Argumentos da magistrada
De acordo com a juíza aposentada, desembargadores “mal têm um lanche”.
“Juiz de primeiro grau não tem carro, paga do seu próprio bolso o combustível. Não tem apartamento funcional, plano de saúde, refeitório. Não tem água e não tem café, ministro Dino. No primeiro grau não tem, nós pagamos”, argumentou a juíza.
Claudia é presidente da Associação Brasileira de Magistrados do Trabalho (ABMT). A magistrada aposentada falou sobre o tema no primeiro dia de análise das ações que discutem os pagamentos acima do teto na quarta-feira (25).
Juiza já chegou a receber R$ 113.808,83 de aposentadoria
Segundo dados do Tribunal Regional do Trabalho da 1ª Região, com sede no Rio de Janeiro, Cláudia Soares recebeu em dezembro de 2025 um rendimento líquido de R$ 113.808,83 de aposentadoria.

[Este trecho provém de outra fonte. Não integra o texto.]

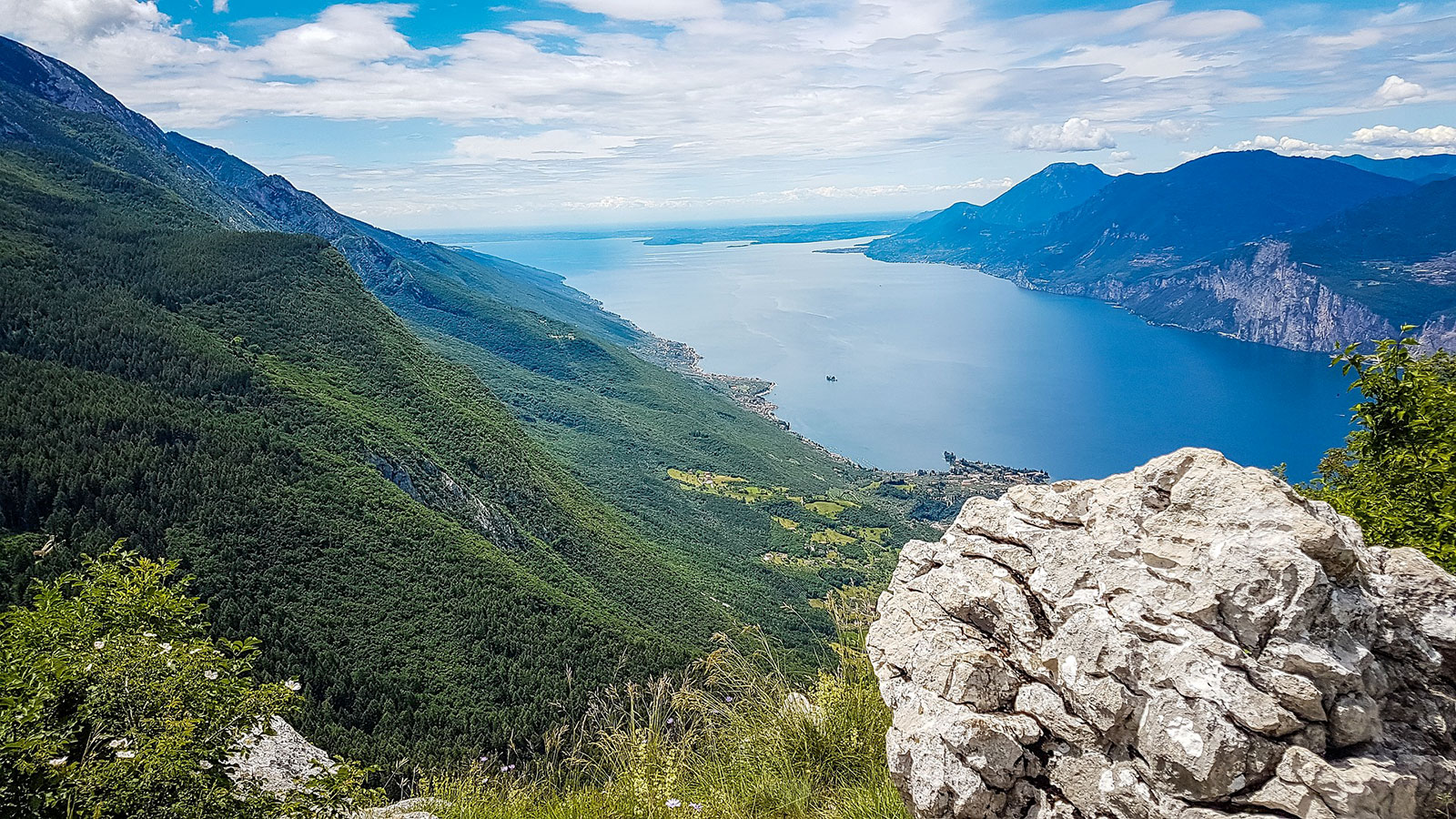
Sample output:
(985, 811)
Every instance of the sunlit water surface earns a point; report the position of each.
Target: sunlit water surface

Desse montante, R$ 42.749,56 diz respeito ao vencimento original como juíza e outros R$ 48.535,51em indenizações.
Em novembro e outubro do mesmo ano, o total recebido foi de R$ 91.285,07, em que R$ 42.749,56 diz respeito ao vencimento original como juíza e outros R$ 48.535,51em indenizações
“Quando se equaliza e se quer moralizar e se fala de ética, tem que se ver o conjunto da obra, e não apenas o subsídio”, completou.
Gastos indiretos
Diante dos ministros, Cláudia Soares argumentou que os magistrados têm gastos indiretos que tornam seus ganhos diferentes, a depender das instâncias.

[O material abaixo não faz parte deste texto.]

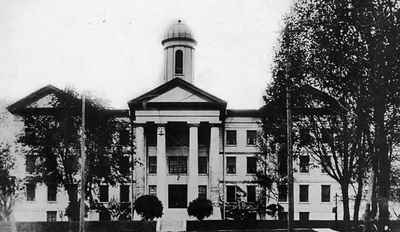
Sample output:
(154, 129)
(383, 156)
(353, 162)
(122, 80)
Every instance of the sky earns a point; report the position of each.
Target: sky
(112, 48)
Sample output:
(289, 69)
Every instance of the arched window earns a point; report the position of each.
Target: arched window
(179, 62)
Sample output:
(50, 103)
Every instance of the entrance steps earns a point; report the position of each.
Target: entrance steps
(173, 221)
(169, 225)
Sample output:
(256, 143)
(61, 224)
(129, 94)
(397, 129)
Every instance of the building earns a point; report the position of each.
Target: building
(191, 146)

Afirmou ainda que, na prática, por conta destas despesas, são diferentes as condições de remuneração de um juiz de primeiro grau, de um desembargador e de um ministro de tribunal superior.
Julgamento adiado
Na quinta-feira (26), o ministro Edson Fachin, presidente do STF, anunciou que o julgamento sobre os “penduricalhos” será adiado para o dia 25 de março.
Os ministros analisavam decisões individuais do ministro Flávio Dino e Gilmar Mendes em dois processos distintos:
- Dino determinou que os Poderes revisem e suspendam o pagamento de parcelas acima do teto que não estão previstas em lei; além disso, proibiu novos atos ou leis que garantam o pagamento de “penduricalhos” ilegais.
- Mendes determinou que o Poder Judiciário e o Ministério Público só podem pagar “penduricalhos” que estão previstos em lei federal.
Vaidade de decisões individuais
Até a conclusão do julgamento, as decisões individuais de Dino e Gilmar seguirão valendo. Os ministros também uniformizaram os prazos dados para que os Poderes tomem providências quanto às parcelas indenizatórias. Serão 45 dias, contados a partir de 23 de fevereiro, data da decisão individual de Gilmar.
Segundo Fachin, a mudança de data vai permitir que o “plenário se debruce de maneira mais uniforme e ainda mais ampliada sobre um problema cuja solução é inadiável e que traz à colação deveres como responsabilidade fiscal e racionalização de gastos”.
O presidente ressaltou que, para esta data, já está previsto o julgamento de dois processos sobre o mesmo tema, com repercussão geral. Os casos estão sob a relatoria do ministro Alexandre de Moraes.